What’s in a name? that which we call a rose
By any other name would smell as sweet
-Juliet, Romeo and Juliet
I cannot give my character the moniker “Tim the Barbarian”. Especially since he’s the bard.
-#378 of the Things Mr. Welch Can No Longer Do During an RPG
Ever had the feeling that the perfect title is eluding you? While Shakespeare assures us names are not the defining aspect of a thing, Mr. Welch’s counterargument also carries a lot of weight. Nine times out of ten, the name of your story will be the first thing about it that your reader encounters. That makes the name of your story a vital part of making a good impression and attracting the attention of potential readers.
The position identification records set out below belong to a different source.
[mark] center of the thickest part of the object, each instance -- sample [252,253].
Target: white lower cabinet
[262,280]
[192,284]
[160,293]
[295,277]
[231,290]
Unfortunately, unlike a lot of aspects of writing, there’s not a lot of good, solid, repeatable methods you can use for story titles. You want something high imact, that will stick with your audience. But you can’t contradict the basic spirit of your story either – you can’t use Gory Deadly Overkill Title of Fatal Death for a romance and Super Fun Happy Thing of Doom only works if you’re trying to be ironic. You can’t use any titles you’ve used before, and you can’t use any titles that other people have used for very popular stories (unless you’re doing a mashup, like Pride and Prejudice and Zombies).
One of the most common strategies to coming up with titles is to develop a theme. The novels in the InCryptid series are all jokes based on the fact that the main characters’ last name is “Price”. Thus, Discount Armageddon, Midnight Blue-Light Special and next year’s Half-Off Ragnarok. You never have any doubts that your dealing with an InCryptid novel when you look at the title, but they don’t actually tell you much about what happens in them. On the other hand, the Cal Leandros series relies on single, high impact compound word to catch your attention and tell you a bit about what happens in the course of the story. Nightlife is your introduction to the world. Moonshine has werewolves in it. Roadkill is about a road trip (but not a fun one, exactly.)
Other themes include Sue Grafton’s alphabet soup series, which I’m sure has a proper name, but I’ve never read one of them, and the “Character name and X” convention (Mr. Monk goes to the Hospital and Immediately Leaves That Den of Filth and Iniquity) or simply naming the story after what takes place in it, such as the Peculiar Occurrences novels The Order of the Phoenix and the Janus Affair. The problem with embracing a theme is that once your dedicated to it, you have to stick with it or your audience will object to your breaking away from it.
And your theme may not be as deep or meaningful a well of inspiration as you had hoped. Chapters in Heat Wave get their titles based on which character is narrating. Chapters where Helix narrates get titles with a theme of heat or fire, while chapters that feature Circuit have titles with an electronic theme. Except when both characters narrate a significant part of the chapter, in which case I have to try and find some overlap between their themes. So far that’s worked but I’m not sure how many more chapters I’ll be able to find good titles for. Originally I had thought the title might reflect the events of the chapter to some extent, but that’s mostly fallen by the wayside at this point.
So naming your story. It’s a struggle, for most of us I think. But if you know a surefire way to come up with a great title every time, don’t hold out on us. Share it in the comments and let us in on the secret.